The JAMA Surgery authors suggest that researchers “analyze whether the missing values are owing to an underlying bias in the data such that multiple imputation could skew the results” — something journalists can ask outside experts about.
The researchers should note a power calculation in their study—what number of participants/cases they needed to include to achieve statistical significance. You could ask an outside source, such as a biostatistician, whether their description of this calculation looks appropriate if other red flags suggest concern about the study.
The federal the Agency for Healthcare Research and Quality runs the Healthcare Cost and Utilization Project (HCUP), which includes multiple data resources. These include all the administrative information reported to payers since 1988, pulled from the federal government, private and state data organizations and hospital associations.
One of these HCUP resources, the National Inpatient Sample (NIS), is sometimes used in surgical research even though the data it provides is administrative instead of clinical. The NIS is just one HCUP database resource, and this data primer does not include information on the others (though some of the limitations apply to all of them).
What to know:
Administrative data sets include diagnostic codes, procedures codes and costs — but not clinical data — for a 20% nationally representative sampling of all US hospital inpatient encounters.
Researchers can use tools within the database itself for risk-adjustment.
Data are de-identified, but it’s still possible to track a single individual over time through added features in the system that use other variables (instead of personally identifiable information) to track patients.
Best used for generating hypotheses and research questions and looking for or examining trends over time — but not for conclusions related to causation.
HCUP databases in general “have been used to help shape policy decisions, assess the effectiveness of surgical techniques, examine disparities in surgical care, perform comparative effectiveness research and drive quality-improvement efforts,” the JAMA Surgery authors note.
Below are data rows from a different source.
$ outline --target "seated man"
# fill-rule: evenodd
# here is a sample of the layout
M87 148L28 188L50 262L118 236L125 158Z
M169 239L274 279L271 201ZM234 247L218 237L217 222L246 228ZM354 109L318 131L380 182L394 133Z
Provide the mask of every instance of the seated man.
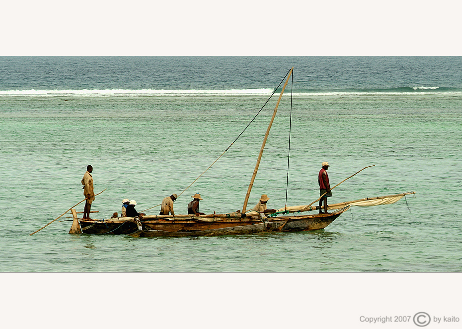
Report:
M160 205L160 213L159 215L168 215L170 212L172 216L175 215L173 212L173 202L175 202L178 198L178 196L173 193L170 197L166 197L162 200L162 203Z
M199 212L199 200L202 200L201 195L196 193L194 196L191 196L191 197L194 197L194 199L188 204L188 213L190 215L205 215L203 212Z
M135 206L136 206L136 201L135 200L130 200L130 202L127 207L127 210L125 211L125 214L127 215L127 217L138 216L140 219L143 219L143 216L145 216L146 214L140 213L135 210Z
M260 201L258 203L255 204L255 206L252 208L251 211L256 211L260 213L272 213L273 212L276 212L276 210L275 209L267 209L266 208L266 203L268 202L268 200L269 200L269 198L268 197L268 196L266 194L262 195L261 197L260 198Z

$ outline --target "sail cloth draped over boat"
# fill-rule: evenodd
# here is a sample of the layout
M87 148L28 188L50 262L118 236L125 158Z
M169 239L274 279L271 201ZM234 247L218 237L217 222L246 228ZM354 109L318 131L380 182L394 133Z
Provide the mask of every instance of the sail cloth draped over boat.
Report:
M406 195L415 194L415 192L406 192L405 193L395 194L391 196L385 196L385 197L366 197L366 198L355 200L354 201L347 201L340 202L340 203L329 204L327 205L327 209L331 210L340 209L344 207L347 204L356 205L359 207L371 207L381 204L391 204L397 202ZM291 207L284 207L284 208L278 209L278 211L284 211L285 210L288 210L289 212L301 212L302 211L309 211L316 209L316 207L314 206L296 205Z

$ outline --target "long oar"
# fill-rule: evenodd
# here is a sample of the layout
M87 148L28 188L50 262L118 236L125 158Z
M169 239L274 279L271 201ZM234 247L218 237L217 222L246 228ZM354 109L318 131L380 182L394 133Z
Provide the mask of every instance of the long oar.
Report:
M186 191L186 190L185 190L185 191ZM183 191L183 192L184 192L184 191ZM142 210L141 212L144 212L145 211L147 211L148 210L150 210L150 209L152 209L153 208L155 208L155 207L158 207L158 206L159 206L159 205L160 205L161 204L162 204L162 203L159 203L158 204L157 204L157 205L154 205L154 207L151 207L151 208L148 208L148 209L145 209L144 210Z
M367 168L369 168L370 167L374 167L374 166L375 166L375 165L372 165L372 166L368 166L367 167L365 167L363 168L362 169L361 169L361 170L360 170L359 171L358 171L357 173L356 173L356 174L359 174L359 173L360 173L361 172L363 171L363 170L364 170L364 169L365 169ZM320 199L321 199L321 198L322 197L324 197L324 196L327 194L327 193L329 191L332 191L332 190L333 190L334 189L335 189L335 188L336 188L337 186L338 186L339 185L340 185L340 184L341 184L342 183L343 183L344 182L345 182L345 181L346 180L347 180L347 179L349 179L351 178L352 177L353 177L354 176L355 176L355 175L356 175L356 174L353 174L353 175L352 175L351 176L350 176L350 177L348 177L348 178L346 178L346 179L344 179L343 181L342 181L340 182L339 183L338 183L338 184L337 184L336 185L335 185L335 186L334 186L334 187L333 187L333 188L332 188L332 189L331 189L330 190L328 190L327 191L327 192L326 192L325 193L324 193L324 194L323 194L322 196L321 196L320 197L319 197L319 198L317 200L316 200L316 201L313 201L313 202L312 202L311 203L310 203L309 204L308 204L308 205L307 205L306 207L308 208L308 207L309 207L311 204L312 204L314 203L314 202L317 202L318 201L319 201L319 200L320 200Z
M102 191L101 192L100 192L99 193L98 193L98 194L101 194L101 193L102 193L103 192L104 192L105 191L106 191L106 189L104 189L103 191ZM95 194L95 195L94 195L94 196L96 197L96 196L98 195L98 194ZM46 227L47 226L48 226L48 225L49 225L50 224L51 224L52 223L53 223L54 221L56 221L56 220L58 220L60 218L61 218L62 217L63 217L63 216L64 216L64 215L65 215L65 214L66 214L66 213L67 213L68 211L69 211L69 210L70 210L71 209L72 209L72 208L74 208L74 207L77 206L77 205L78 205L78 204L81 203L82 202L83 202L84 201L85 201L85 200L86 200L87 198L88 198L85 197L84 199L83 199L83 200L82 200L81 201L80 201L79 202L78 202L78 203L77 203L77 204L76 204L76 205L73 206L71 207L70 208L69 208L69 209L68 209L67 210L66 210L66 212L65 212L64 213L63 213L62 215L61 215L61 216L59 216L59 217L58 217L57 218L56 218L56 219L55 219L55 220L54 220L51 221L51 222L50 222L49 223L48 223L47 225L46 225L45 226L44 226L44 227L42 227L42 228L41 228L41 229L39 229L39 230L37 230L37 231L36 231L35 232L34 232L33 233L31 233L31 234L29 234L29 235L32 235L32 234L35 234L35 233L37 233L37 232L38 232L39 231L40 231L40 230L43 230L43 229L44 229L45 227Z

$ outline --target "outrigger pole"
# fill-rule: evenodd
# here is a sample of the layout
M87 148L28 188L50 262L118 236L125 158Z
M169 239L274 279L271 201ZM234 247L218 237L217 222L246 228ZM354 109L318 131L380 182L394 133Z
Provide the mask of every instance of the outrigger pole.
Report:
M265 134L265 138L263 138L263 143L261 145L261 148L260 149L260 154L258 154L258 159L257 160L257 164L255 166L255 170L253 171L253 175L252 175L252 179L250 180L250 184L249 185L249 188L247 190L247 194L245 195L245 200L244 200L244 205L242 206L242 213L245 213L245 209L247 208L247 203L248 202L249 197L250 196L250 191L252 190L252 187L253 186L253 182L255 181L255 178L257 176L257 172L258 171L258 167L260 166L260 161L261 160L261 156L263 154L263 150L265 149L265 145L266 144L266 140L268 139L268 135L269 134L270 130L271 129L271 126L273 125L273 121L274 121L274 117L278 112L278 106L279 106L279 102L282 98L282 94L284 93L284 89L289 82L289 79L290 78L291 74L294 71L294 67L291 68L287 76L287 79L286 83L284 83L284 87L282 87L282 90L281 91L281 94L279 95L279 98L278 99L278 102L276 103L276 107L274 108L274 112L273 112L273 117L270 121L269 125L268 126L268 129L266 130L266 133Z

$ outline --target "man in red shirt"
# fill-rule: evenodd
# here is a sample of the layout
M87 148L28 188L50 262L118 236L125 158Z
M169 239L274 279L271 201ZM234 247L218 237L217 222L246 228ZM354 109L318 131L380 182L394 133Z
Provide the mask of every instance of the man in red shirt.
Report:
M329 184L329 176L327 175L327 169L330 166L327 161L321 164L322 168L319 171L317 175L317 182L319 184L319 196L325 194L319 200L319 213L329 213L327 212L327 197L332 197L330 191L330 185ZM324 212L322 212L322 202L324 201Z

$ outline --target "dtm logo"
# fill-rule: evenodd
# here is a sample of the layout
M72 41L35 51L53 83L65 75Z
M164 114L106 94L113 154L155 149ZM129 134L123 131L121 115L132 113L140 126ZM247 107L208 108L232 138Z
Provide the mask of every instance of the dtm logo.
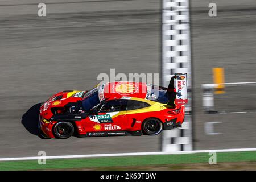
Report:
M120 126L117 125L112 125L111 124L105 125L104 129L105 130L117 130L122 129Z
M105 123L113 122L109 114L89 115L90 120L98 123Z

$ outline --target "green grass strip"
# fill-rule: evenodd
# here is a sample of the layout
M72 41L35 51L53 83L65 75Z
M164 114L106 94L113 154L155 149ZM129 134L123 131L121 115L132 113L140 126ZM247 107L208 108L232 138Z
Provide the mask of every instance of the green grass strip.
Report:
M1 162L0 170L41 170L90 168L102 167L208 163L208 153L47 159L46 165L37 160ZM256 151L217 153L217 162L256 161Z

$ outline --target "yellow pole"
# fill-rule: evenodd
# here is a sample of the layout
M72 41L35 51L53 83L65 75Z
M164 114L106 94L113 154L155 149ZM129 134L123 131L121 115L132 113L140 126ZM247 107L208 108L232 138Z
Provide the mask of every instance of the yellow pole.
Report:
M216 94L225 93L225 86L221 84L225 83L224 77L224 68L213 68L213 83L217 84L215 88Z

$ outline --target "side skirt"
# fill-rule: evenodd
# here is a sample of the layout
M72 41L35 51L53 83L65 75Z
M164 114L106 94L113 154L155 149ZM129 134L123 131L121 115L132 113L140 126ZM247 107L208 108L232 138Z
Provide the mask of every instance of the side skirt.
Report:
M141 130L137 131L95 131L88 132L84 135L79 135L79 137L86 136L124 136L124 135L137 135L142 134Z

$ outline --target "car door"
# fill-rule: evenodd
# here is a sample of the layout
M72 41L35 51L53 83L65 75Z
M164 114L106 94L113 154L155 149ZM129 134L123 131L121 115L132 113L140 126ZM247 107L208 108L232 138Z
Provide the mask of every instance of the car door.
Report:
M88 117L86 131L123 131L127 127L126 100L112 100L99 108L98 113Z

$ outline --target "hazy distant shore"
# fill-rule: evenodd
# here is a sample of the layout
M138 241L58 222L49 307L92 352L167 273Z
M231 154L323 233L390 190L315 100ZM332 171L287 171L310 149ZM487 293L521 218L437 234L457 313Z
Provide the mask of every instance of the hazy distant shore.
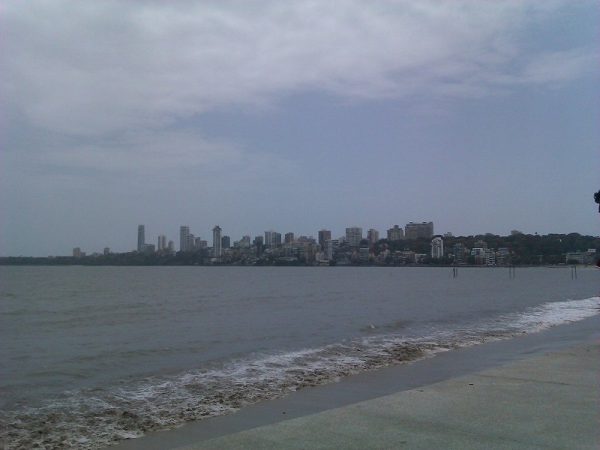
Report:
M188 262L176 257L168 260L150 260L140 261L139 259L124 258L119 260L104 259L102 257L89 256L85 258L74 258L71 256L3 256L0 257L0 266L138 266L138 267L176 267L176 266L202 266L202 267L448 267L448 268L485 268L485 269L506 269L509 267L571 267L572 264L513 264L485 266L478 264L376 264L376 263L357 263L357 264L306 264L304 262L292 263L260 263L260 264L241 264L241 263L214 263L214 262ZM578 264L579 267L595 267L593 264Z

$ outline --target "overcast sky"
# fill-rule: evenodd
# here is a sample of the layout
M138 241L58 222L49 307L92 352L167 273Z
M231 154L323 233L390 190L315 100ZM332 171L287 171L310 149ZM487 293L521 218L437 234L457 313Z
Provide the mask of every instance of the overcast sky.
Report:
M0 254L598 235L597 1L0 5Z

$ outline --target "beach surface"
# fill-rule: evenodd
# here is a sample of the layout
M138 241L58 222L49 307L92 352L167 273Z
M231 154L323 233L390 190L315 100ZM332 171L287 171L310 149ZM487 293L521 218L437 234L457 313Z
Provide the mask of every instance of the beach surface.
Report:
M595 316L303 389L111 448L596 449L598 374Z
It’s “ideal for performing basic descriptive studies, deriving national estimates, studying costs, studying rare disease, and understanding trends over time.”
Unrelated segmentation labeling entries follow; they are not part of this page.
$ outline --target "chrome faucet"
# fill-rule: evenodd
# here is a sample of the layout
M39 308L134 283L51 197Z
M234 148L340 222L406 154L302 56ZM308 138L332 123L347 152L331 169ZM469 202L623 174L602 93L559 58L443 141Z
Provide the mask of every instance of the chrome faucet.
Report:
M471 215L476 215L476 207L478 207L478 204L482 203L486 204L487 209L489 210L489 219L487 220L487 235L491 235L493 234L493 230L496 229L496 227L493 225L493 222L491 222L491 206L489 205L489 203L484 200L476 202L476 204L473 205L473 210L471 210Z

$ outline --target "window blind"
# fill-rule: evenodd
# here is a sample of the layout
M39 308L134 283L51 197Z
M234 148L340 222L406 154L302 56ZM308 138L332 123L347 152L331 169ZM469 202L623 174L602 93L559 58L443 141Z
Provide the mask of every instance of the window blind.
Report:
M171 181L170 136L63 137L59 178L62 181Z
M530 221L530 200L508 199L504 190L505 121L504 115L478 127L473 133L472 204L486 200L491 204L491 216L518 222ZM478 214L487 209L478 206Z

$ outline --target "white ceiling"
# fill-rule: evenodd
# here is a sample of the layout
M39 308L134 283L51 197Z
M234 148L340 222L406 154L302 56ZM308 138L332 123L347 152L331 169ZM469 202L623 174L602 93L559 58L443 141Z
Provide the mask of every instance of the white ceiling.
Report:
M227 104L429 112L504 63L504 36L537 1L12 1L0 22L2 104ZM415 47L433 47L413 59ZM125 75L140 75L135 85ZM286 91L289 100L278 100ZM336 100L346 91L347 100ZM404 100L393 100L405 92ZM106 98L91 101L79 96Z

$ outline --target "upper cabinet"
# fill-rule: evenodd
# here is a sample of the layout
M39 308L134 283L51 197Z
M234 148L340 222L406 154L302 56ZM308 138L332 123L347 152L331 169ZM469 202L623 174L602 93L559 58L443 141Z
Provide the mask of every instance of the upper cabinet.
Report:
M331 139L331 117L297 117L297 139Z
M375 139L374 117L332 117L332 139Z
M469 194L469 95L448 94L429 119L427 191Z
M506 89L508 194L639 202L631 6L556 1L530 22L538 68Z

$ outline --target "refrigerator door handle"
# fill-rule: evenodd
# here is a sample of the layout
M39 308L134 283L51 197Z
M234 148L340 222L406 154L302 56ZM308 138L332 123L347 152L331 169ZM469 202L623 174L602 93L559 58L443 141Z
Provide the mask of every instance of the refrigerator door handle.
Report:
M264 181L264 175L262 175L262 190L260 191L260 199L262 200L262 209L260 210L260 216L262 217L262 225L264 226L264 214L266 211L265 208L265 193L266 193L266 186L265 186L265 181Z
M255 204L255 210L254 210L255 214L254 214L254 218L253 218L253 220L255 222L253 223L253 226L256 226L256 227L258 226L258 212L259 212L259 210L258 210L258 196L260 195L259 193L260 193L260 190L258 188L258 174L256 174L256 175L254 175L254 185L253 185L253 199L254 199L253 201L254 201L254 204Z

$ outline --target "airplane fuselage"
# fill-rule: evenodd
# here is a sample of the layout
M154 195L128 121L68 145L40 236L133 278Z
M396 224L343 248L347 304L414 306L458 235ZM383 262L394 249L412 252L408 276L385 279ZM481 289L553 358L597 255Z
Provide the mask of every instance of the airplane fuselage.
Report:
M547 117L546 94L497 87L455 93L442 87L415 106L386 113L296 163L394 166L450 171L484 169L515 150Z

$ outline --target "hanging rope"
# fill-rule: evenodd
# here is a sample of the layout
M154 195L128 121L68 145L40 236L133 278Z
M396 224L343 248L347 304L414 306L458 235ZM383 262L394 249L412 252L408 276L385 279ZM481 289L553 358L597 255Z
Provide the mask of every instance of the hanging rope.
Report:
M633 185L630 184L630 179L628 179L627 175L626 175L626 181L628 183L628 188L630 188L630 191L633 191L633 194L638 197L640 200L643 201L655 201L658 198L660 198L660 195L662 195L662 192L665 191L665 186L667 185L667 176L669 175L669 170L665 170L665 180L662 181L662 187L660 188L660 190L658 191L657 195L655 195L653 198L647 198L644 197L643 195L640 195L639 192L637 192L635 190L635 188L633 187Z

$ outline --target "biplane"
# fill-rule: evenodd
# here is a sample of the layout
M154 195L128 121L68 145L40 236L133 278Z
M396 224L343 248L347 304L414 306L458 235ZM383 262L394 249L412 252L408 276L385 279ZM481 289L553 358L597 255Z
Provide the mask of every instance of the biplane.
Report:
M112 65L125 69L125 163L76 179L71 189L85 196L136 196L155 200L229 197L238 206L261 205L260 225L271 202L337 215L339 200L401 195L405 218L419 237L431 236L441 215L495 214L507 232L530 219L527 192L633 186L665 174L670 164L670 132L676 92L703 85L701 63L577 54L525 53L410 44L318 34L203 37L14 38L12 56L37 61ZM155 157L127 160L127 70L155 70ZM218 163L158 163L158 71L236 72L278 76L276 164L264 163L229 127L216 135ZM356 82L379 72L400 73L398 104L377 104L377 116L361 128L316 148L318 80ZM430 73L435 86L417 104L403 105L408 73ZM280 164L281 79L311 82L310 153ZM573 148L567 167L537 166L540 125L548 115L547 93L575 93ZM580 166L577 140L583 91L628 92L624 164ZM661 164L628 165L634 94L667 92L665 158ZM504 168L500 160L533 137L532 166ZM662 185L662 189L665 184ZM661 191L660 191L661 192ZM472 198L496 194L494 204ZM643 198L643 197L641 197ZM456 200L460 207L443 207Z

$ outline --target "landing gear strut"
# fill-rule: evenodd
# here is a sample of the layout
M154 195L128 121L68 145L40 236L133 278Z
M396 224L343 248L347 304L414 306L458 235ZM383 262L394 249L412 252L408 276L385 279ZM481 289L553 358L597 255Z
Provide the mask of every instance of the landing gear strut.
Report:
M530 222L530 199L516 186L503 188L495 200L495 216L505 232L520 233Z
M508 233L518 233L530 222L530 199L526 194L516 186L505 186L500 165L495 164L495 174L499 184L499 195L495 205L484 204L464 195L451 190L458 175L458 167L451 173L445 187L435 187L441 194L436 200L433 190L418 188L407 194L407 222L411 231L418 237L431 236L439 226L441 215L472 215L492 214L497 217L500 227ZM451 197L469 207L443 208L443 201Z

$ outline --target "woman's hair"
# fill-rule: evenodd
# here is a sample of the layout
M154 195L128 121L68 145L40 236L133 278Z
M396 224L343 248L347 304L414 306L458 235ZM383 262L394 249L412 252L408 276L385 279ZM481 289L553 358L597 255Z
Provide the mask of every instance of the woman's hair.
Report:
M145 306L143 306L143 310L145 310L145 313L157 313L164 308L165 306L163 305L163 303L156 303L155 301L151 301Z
Limitations and considerations
The NIS database was redesigned in 2012, and a major change included using a sample of discharges from all hospitals instead of all discharges from a sample of hospitals. While the new method is more nationally representative, it means comparing data before 2012 to after 2012 could be problematic.
Sample sizes are in the millions, so statistical significance requires a P value MUCH lower than 0.5. You should be seeing a lot of zeroes after the decimal point for true statistical significance with research using this database.
Since the JAMA Surgery authors suggest that researchers start “with a clearly thought-out research question” and :understand” the limitations of asking this question using the data available,” journalists could ask outside sources whether the question is indeed well-thought out and appropriate for this data set.
Since the standards used for coding changes over time, researchers may be limited in how they compare procedures or diagnoses over time. Most of the original data would have used ICD-9 coding, but since then, ICD-10 and soon ICD-11 will be included in reported data.
The data were collecting for billing purposes, not for clinical purposes, so using it to study clinical outcomes has to take this different original purpose into effect (including any bias associated with doing that — something to ask outside experts about).
Surveillance bias — the more you look for something, the more likely you are to find it — is possible with this data set.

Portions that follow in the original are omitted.